I sent Audrey a card on Wednesday, which she received either Good Friday or Saturday.
Easter came and went and she didn't bother to call me.
The following week, I started my spring cleaning and found three bags of sugar free candy, so I mailed them off to her. THAT, of course, elicited a call of thanks. Of course, because I DID SOMETHING FOR HER.
Last week was about the fourth week after Easter, and it took her THAT long to get around to calling me, and not to say she missed me or that she was worried (as normal mothers would), but that she wanted me to DO SOMETHING FOR HER. See? I only exist when she wants me to exist.
Anyway, she left a voicemail on my phone at work, slurred speech and all, and I somehow deciphered the books she wanted me to get from paperback swap, and I ordered them, and I thought my participation here was done. OH NO! It's never that easy.
The next day I got YET ANOTHER voicemail asking if I got the first message (YES DUMB ASS). And the following day I got ONE MORE voicemail, this time on the house phone.
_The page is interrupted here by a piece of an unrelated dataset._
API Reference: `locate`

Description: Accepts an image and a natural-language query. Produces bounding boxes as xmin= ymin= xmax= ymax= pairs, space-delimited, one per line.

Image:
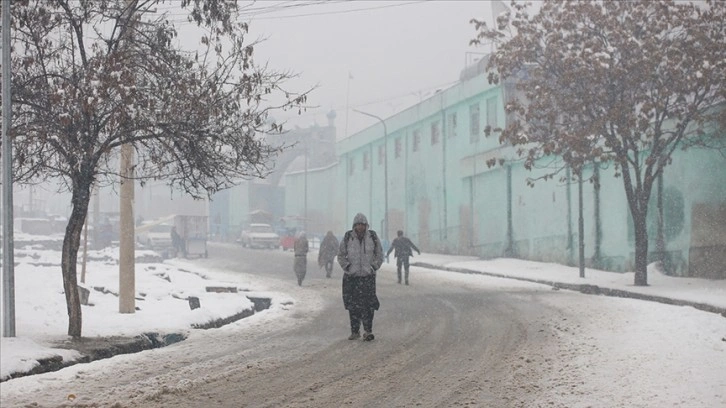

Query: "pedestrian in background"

All of these calls I have not managed to call her back, because, well, FUCK HER.
And here we are, about two weeks away from my least favorite holiday, and I had a fucking epiphany yesterday. I decided when I go out to find my pink unicorn, in this case, the most neutral, most impersonal mother's day card I can find, I will buy about 5 of them, so then for subsequent years, I don't have to go through this bullshit anymore.
There's no way to figure out the correct # of cards to buy. If I buy 5, she'll probably die next year, and if I buy 10, she'll die 11 years from now. So I can't win for losing. But I am tired of this bullshit holiday. Resent it, even! But I think buying the cards in bulk is a brilliant idea, and one I am embarrassed to say that it's taken me THIS LONG to figure this out.